Seeking chemistry and mutual interest means that once you’ve identified a lab whose work you like, your initial conversation with the PI is a two-way street: you are also interviewing the PI. You should also sense a certain amount of respect from the PI just for the fact that you want to do research – especially once you’ve shown that it’s research and not a spiffy resume that you are seeking. Demonstrating this comes from having done the spadework beforehand – reading a few papers and thinking about the lab’s work. This is true even if you’re still exploring which of several fields you might be interested in. Ideally, you see yourself as pulling in information as part of your growth, rather than seeing yourself as waiting to have your head filled up by the professor or his/her students.

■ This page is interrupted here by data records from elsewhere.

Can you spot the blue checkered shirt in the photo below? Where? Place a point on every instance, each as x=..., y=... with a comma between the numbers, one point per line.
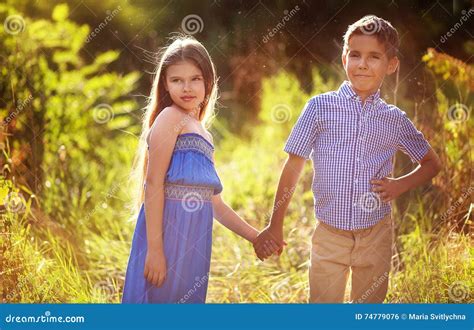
x=351, y=143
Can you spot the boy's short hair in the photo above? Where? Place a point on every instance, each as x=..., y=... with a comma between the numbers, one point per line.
x=379, y=28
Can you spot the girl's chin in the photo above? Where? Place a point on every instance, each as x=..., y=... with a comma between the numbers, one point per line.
x=188, y=106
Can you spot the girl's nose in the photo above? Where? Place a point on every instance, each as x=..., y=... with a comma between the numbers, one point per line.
x=362, y=63
x=186, y=86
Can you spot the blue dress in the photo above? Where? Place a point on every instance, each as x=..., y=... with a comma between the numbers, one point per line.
x=190, y=182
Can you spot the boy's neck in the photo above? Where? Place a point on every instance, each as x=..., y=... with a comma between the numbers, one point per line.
x=363, y=95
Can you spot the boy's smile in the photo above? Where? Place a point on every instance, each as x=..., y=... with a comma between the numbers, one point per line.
x=366, y=64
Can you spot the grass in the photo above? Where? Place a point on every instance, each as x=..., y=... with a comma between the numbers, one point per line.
x=82, y=257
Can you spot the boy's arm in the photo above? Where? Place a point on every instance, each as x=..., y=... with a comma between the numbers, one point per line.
x=286, y=186
x=391, y=188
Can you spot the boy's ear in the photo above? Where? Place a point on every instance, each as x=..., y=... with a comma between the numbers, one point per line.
x=343, y=59
x=393, y=64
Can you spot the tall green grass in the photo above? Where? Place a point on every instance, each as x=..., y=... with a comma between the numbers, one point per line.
x=82, y=257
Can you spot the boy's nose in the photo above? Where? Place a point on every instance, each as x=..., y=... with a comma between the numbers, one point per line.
x=363, y=64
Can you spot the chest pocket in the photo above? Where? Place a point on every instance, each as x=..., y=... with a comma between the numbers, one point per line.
x=381, y=130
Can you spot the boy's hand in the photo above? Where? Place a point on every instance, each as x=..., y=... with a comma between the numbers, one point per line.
x=387, y=188
x=268, y=242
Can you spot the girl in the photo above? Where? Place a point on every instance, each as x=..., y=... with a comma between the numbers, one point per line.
x=171, y=248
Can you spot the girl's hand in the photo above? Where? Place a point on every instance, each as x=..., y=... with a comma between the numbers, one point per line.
x=155, y=268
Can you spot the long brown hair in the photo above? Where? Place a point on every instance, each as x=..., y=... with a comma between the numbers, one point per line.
x=182, y=48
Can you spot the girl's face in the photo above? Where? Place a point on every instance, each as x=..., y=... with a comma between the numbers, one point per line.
x=185, y=83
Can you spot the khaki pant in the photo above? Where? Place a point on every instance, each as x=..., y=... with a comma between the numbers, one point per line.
x=366, y=252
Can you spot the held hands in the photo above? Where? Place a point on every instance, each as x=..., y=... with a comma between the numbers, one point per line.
x=155, y=267
x=268, y=242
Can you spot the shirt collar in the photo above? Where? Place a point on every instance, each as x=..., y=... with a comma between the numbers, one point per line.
x=346, y=90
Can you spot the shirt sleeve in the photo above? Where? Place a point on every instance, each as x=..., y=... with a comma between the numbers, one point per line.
x=302, y=136
x=411, y=141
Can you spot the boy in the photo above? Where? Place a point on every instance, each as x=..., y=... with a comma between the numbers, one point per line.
x=352, y=135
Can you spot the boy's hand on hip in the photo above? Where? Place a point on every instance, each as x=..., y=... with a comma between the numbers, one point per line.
x=387, y=188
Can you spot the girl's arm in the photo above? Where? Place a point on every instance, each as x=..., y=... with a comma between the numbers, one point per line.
x=161, y=142
x=227, y=217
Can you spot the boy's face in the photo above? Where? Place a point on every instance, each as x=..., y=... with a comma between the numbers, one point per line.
x=366, y=64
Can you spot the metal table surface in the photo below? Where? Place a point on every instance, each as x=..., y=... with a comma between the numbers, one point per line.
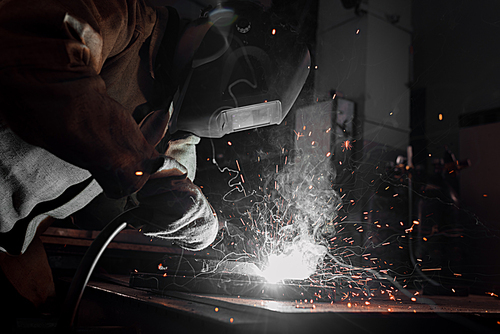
x=114, y=302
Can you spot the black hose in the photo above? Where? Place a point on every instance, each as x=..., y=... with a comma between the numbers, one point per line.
x=85, y=269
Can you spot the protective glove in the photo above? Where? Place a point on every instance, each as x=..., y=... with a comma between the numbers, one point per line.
x=174, y=208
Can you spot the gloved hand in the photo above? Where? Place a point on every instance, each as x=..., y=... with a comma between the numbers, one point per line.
x=174, y=208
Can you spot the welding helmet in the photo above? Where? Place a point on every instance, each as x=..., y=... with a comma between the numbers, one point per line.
x=240, y=67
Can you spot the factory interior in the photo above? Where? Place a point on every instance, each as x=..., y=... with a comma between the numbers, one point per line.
x=381, y=180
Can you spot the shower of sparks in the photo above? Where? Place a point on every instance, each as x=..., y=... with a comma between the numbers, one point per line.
x=295, y=226
x=346, y=145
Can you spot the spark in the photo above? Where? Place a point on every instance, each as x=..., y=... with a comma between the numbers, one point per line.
x=346, y=145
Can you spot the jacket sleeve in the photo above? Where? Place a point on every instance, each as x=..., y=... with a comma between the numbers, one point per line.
x=52, y=95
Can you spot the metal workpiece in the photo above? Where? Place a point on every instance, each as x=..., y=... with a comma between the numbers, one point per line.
x=116, y=303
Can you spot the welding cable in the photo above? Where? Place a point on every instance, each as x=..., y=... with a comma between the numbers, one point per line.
x=85, y=269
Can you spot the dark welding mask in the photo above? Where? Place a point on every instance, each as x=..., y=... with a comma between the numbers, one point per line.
x=240, y=68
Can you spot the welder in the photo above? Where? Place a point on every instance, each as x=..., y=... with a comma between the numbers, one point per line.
x=102, y=104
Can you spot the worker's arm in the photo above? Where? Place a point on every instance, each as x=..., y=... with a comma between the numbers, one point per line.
x=53, y=97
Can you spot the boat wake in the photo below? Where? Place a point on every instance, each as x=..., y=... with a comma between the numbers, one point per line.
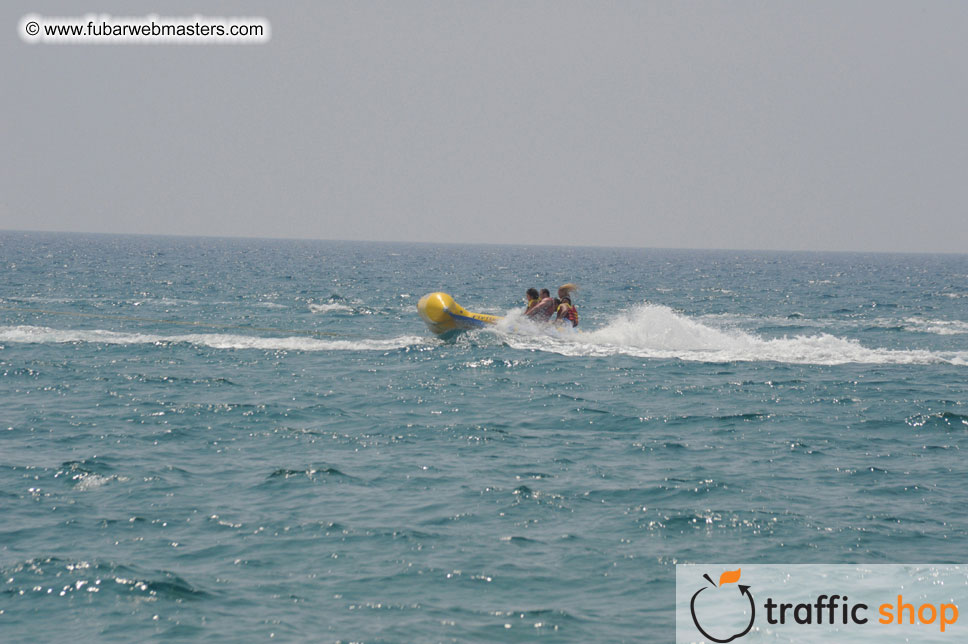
x=46, y=335
x=656, y=331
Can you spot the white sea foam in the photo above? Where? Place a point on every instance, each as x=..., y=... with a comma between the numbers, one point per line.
x=326, y=308
x=654, y=331
x=47, y=335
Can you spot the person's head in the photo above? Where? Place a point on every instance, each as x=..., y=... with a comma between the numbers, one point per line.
x=565, y=291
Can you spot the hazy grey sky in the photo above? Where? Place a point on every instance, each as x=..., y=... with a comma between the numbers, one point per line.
x=824, y=125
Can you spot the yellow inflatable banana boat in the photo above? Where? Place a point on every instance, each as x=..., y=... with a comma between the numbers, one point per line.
x=443, y=315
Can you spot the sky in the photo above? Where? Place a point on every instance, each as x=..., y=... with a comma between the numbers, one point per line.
x=826, y=125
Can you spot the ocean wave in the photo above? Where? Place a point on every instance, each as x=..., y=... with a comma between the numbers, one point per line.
x=46, y=335
x=330, y=306
x=938, y=327
x=656, y=331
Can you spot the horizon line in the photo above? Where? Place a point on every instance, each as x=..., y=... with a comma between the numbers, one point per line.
x=442, y=243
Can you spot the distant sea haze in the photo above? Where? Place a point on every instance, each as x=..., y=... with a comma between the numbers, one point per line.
x=237, y=439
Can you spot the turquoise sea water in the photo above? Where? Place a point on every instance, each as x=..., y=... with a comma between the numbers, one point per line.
x=238, y=440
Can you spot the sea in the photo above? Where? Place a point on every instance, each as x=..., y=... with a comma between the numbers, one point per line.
x=242, y=440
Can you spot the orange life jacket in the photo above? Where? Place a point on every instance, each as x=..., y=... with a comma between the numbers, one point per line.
x=569, y=313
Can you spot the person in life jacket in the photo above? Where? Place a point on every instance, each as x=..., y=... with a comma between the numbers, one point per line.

You view the expertise of each of your teachers as part of your eventual understanding, rather than hoping to perhaps understand a part of what your teacher knows. If your potential mentor doesn’t react to your aspirations in this way, perhaps s/he’s more concerned with him/herself than with you and it’s time to keep looking.

Large and Small Labs

Some people like large labs and some rave about small ones. There are no rigid generalizations about size, though there are some tendencies. Here are some considerations, things to look for when you visit a lab:

  • Small (6 or fewer)
    Pro: Often provides opportunities for personal attention, with back and forth conversations with the PI. You might even work with the PI. Good for theoretical studies. Can be good for experimental studies if you’re paired with someone who has the time to teach you.
    Con: Fewer different kinds of experiments or techniques going on around you, fewer people to call on for help, can be difficult if the PI is often busy.
  • Medium (7-12)
    Pro: You’ll probably work with a grad student or postdoc who has more time for you. More people to call on for help, more stuff to watch in your spare time, more equipment and resources, more lab social events.
    Con: You can get lost in the shuffle if it’s an intense lab. May find cookie-cutter projects; though, truth be told, these can be useful training experiences so long as you delve into the intellectual basis of the experiment as well.
  • Large (12-20)
    Pro: Same as for Medium.
    Con: As the lab size grows, the amount of individual attention from the PI tends to decrease. You may get lost in the shuffle unless you’re aggressive or have a dedicated postdoc or grad student who serves as a day-to-day supervisor. Assess whether the lab is large because it has many different projects going on or has a couple of large projects with each person working on one fragment or one technique. Which do you prefer? Has the PI brought together a group of people who keep the atmosphere bubbling independent of whether the PI is there?

Model Organisms

In the biological sciences, you have a choice of systems to work with: humans, mice, or cultured cells from these mammals; zebrafish, a vertebrate used in developmental biology; invertebrates like nematodes (C. elegans) or fruit flies (Drosophila); yeast, a eukaryote; or prokaryotes like the bacterium E. coli. There are two motivations for studying lower organisms: they have fewer genes and proteins, making them easier to understand, and there are more genetic tools and tricks available for manipulating them experimentally, such as mutation screens and banks of organisms that carry known mutations. If your primary interest is disease, you might want to stay closer to humans or mice. Yet model organisms are legitimate for basic studies because the basic pathways and mechanisms are conserved across phyla.

The Workstyle of a Lab

The PI will probably tell you in the first week how s/he would like experiments done and records kept. In fact, be sure s/he does, so there are no misunderstandings. Keep a tidy lab notebook (Purpose, Procedure, Results, Conclusions), attend lab meetings, and go to departmental research seminars if possible. You’ll probably find you need to scale back on the typical Yale whirlwind of outside activities, but don’t let the lab be your entire life.